Re: [DISCUSS] Enable blacklisting feature by default in 3.0

2019-03-29 Thread Reynold Xin
We tried enabling blacklisting for some customers and in the cloud, very 
quickly they end up having 0 executors due to various transient errors. So 
unfortunately I think the current implementation is terrible for cloud 
deployments, and shouldn't be on by default. The heart of the issue is that the 
current implementation is not great at dealing with transient errors vs 
catastrophic errors.

+Chris who was involved with those tests.

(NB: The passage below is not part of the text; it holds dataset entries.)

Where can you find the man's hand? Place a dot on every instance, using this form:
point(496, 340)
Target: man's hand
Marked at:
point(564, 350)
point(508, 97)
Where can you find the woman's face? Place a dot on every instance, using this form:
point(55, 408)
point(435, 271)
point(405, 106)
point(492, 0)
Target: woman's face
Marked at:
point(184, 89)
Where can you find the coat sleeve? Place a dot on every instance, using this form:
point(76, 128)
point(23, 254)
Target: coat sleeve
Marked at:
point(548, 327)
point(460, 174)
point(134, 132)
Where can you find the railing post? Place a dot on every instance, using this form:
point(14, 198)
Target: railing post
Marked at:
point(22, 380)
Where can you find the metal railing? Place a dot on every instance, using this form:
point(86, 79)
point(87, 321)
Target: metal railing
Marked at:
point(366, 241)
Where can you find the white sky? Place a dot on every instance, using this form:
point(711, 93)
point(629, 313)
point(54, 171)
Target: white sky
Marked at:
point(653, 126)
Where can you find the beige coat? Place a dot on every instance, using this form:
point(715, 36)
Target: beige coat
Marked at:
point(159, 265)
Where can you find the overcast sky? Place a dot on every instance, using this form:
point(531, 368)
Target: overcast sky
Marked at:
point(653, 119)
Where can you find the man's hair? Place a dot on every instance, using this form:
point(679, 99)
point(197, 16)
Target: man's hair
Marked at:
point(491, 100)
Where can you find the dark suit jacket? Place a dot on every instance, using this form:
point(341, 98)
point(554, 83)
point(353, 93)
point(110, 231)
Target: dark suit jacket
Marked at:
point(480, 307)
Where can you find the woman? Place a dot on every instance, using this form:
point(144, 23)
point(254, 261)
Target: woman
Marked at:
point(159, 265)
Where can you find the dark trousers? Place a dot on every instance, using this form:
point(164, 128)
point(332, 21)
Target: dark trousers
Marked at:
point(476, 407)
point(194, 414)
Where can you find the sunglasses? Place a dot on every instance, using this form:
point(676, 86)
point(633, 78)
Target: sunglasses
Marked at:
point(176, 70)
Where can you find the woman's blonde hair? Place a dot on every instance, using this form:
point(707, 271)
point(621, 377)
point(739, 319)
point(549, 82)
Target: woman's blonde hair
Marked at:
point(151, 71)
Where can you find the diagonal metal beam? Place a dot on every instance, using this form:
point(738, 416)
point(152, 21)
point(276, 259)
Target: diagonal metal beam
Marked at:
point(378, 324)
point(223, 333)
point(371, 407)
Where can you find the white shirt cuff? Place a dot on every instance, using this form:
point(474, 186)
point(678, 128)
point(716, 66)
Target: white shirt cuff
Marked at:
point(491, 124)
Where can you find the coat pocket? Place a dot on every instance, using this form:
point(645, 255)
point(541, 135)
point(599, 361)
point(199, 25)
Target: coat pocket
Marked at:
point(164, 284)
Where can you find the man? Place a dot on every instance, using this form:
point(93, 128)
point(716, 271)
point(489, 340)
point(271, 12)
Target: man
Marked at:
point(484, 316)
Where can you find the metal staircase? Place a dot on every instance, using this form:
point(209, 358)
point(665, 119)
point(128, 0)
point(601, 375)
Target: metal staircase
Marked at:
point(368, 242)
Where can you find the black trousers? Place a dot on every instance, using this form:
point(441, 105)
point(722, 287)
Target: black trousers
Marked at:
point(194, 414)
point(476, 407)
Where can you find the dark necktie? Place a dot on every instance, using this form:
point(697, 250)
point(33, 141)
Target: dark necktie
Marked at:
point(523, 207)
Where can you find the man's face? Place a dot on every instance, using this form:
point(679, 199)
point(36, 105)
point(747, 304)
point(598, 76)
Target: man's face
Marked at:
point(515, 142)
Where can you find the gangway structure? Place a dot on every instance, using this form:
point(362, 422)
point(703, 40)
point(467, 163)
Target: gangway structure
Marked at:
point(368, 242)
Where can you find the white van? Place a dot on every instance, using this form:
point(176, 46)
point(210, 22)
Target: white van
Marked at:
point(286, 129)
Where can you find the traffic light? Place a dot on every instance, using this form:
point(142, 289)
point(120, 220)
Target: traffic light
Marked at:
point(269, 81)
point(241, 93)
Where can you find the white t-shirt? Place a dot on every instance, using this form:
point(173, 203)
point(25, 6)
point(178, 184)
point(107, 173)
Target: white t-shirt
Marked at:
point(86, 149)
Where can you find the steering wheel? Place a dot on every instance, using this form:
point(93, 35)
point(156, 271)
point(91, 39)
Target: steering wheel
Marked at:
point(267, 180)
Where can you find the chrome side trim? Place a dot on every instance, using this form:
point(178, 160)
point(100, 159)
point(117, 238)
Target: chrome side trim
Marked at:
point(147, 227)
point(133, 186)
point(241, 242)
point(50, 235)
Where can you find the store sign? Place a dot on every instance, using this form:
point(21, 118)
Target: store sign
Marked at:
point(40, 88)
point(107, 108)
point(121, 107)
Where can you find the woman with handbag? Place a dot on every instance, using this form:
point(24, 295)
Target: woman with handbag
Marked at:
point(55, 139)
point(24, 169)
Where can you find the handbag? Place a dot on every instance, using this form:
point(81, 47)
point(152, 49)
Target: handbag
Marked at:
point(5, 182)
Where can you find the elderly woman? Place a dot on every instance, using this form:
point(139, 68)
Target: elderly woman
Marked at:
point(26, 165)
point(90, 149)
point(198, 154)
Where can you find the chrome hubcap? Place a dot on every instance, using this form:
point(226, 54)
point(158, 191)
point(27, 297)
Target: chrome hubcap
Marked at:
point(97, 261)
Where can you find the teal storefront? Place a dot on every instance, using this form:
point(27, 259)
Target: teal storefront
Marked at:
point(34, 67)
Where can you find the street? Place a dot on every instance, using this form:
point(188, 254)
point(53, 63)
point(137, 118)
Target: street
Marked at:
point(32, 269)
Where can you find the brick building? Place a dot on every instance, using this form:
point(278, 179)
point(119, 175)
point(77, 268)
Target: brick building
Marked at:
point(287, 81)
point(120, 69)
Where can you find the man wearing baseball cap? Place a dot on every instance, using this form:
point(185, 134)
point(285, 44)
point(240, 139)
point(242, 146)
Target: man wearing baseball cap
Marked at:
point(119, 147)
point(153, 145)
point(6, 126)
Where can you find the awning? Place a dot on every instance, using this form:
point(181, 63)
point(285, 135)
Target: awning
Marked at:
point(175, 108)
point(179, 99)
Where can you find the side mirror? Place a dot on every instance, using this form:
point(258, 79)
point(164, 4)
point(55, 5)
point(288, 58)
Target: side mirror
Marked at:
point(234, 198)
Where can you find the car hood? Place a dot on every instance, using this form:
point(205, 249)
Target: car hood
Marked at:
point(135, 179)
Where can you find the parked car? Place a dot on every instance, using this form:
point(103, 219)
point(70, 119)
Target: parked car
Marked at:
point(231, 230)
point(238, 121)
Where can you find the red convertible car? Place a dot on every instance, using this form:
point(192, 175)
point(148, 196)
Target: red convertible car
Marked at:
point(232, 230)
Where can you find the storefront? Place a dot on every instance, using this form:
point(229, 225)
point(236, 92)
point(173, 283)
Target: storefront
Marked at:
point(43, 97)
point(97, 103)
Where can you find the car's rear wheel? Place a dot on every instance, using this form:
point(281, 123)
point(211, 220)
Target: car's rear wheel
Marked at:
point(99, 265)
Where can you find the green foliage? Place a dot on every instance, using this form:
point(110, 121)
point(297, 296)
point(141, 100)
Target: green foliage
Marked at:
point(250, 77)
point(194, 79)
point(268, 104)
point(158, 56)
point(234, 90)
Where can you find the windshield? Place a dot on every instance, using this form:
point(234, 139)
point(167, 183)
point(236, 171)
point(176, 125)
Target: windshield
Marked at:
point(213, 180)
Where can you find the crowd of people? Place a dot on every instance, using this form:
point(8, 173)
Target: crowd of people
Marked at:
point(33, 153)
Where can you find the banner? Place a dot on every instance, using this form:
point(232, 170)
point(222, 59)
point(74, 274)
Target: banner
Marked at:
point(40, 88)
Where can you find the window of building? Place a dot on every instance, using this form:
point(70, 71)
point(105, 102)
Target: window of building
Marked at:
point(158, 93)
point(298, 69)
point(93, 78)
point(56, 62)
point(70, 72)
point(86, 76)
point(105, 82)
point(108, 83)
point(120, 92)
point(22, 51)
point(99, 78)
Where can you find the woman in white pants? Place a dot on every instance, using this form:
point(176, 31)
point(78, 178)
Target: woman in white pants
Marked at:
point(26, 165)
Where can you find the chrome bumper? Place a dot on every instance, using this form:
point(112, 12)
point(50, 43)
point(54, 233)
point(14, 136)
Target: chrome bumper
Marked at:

On Thu, Mar 28, 2019 at 3:32 PM, Ankur Gupta < ankur.gu...@cloudera.com.invalid 
> wrote:

> 
> Hi all,
> 
> 
> This is a follow-on to my PR: https:/ / github. com/ apache/ spark/ pull/ 
> 24208
> ( https://github.com/apache/spark/pull/24208 ) , where I aimed to enable
> blacklisting for fetch failure by default. From the comments, there is
> interest in the community to enable overall blacklisting feature by
> default. I have listed down 3 different things that we can do and would
> like to gather feedback and see if anyone has objections with regards to
> this. Otherwise, I will just create a PR for the same.
> 
> 
> 1. *Enable blacklisting feature by default*. The blacklisting feature was
> added as part of SPARK-8425 and is available since 2.2.0. This feature was
> deemed experimental and was disabled by default. The feature blacklists an
> executor/node from running a particular task, any task in a particular
> stage or all tasks in application based on number of failures. There are
> various configurations available which control those thresholds.
> Additionally, the executor/node is only blacklisted for a configurable
> time period. The idea is to enable blacklisting feature with existing
> defaults, which are following:
> * spark.blacklist.task.maxTaskAttemptsPerExecutor = 1
> 
> * spark.blacklist.task.maxTaskAttemptsPerNode = 2
> 
> * spark.blacklist.stage.maxFailedTasksPerExecutor = 2
> 
> * spark.blacklist.stage.maxFailedExecutorsPerNode = 2
> 
> * spark.blacklist.application.maxFailedTasksPerExecutor = 2
> 
> * spark.blacklist.application.maxFailedExecutorsPerNode = 2
> 
> * spark.blacklist.timeout = 1 hour
> 
> 2. *Kill blacklisted executors/nodes by default*. This feature was added
> as part of SPARK-16554 and is available since 2.2.0. This is a follow-on
> feature to blacklisting, such that if an executor/node is blacklisted for
> the application, then it also terminates all running tasks on that
> executor for faster failure recovery.
> 
> 
> 3. *Remove legacy blacklisting timeout config* :
> spark.scheduler.executorTaskBlacklistTime
> 
> 
> Thanks,
> Ankur
>

Re: [DISCUSS] Enable blacklisting feature by default in 3.0

2019-03-29 Thread Ankur Gupta
Thanks Reynold! That is certainly useful to know.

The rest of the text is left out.